Depuis la circonstance, Inès Coville donne à lire une traversée dans des paysages tant intérieurs qu’extérieurs. La déambulation dans le quotidien se double d’une traversée poétique faisant défiler les images d’un monde où les écrans de téléphone côtoient les rivières, le gel hydroalcoolique et les vagues. 

« ce soir je fais la jeune fille en mode avion

de mes yeux fermés

j’irai en bas dans la rivière

dans mon cœur 

– j’ai remarqué cela

il y a un grand champ de colza

je veux que tu viennes à l’intérieur de moi »
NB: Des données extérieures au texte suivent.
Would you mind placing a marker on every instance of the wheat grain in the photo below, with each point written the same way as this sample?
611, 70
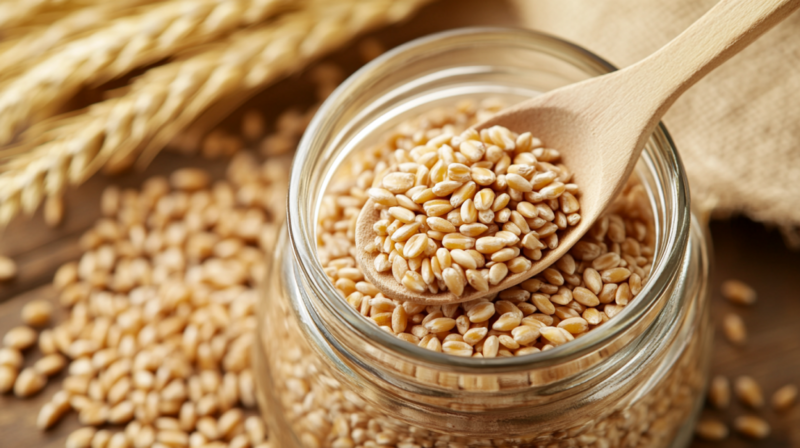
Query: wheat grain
165, 99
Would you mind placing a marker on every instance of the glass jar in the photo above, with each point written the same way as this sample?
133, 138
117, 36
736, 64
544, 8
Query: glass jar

Cet amas de paysages tant naturels qu’artificiels dessinent une géographie du monde contemporain, devant lequel le « je » poétique devient tout petit, presque minuscule. Et dans ce retrait le « je » fait tomber toutes les majuscules : c’est une poésie du minuscule qui s’écrit, une poésie qui s’attache aux écorces, à la rosée, aux graviers tout aussi bien qu’aux petits mouvements intérieurs nous traversant.

« je glisse un masque puis l’autre

je ris 

je grimace […]

il y a bien sûr entre les interstices

la douce fatigue d’être soi »

Les paysages physiques sont aussi des paysages émotionnels, dans lesquels le « je » projette son vécu. Les lieux sont attachés à des personnes, des moments, et la voix poétique décortique ces liens, tentant à son tour de décrypter cette « mélodie complexe / et sans paroles » chantée par un autre. Inès Coville fait découvrir sa voix, qui, l’air de rien, sème de petites pierres polies qui nous permettent de trouver le chemin d’une poésie qui sait où elle va, qui pourfend le quotidien et nous raccroche au notre, ses questionnements, ses sensations, ses impossibilités. 

  • Impoli/Dépoli, Inès Coville, Éditions Bleu d’encre, février 2025.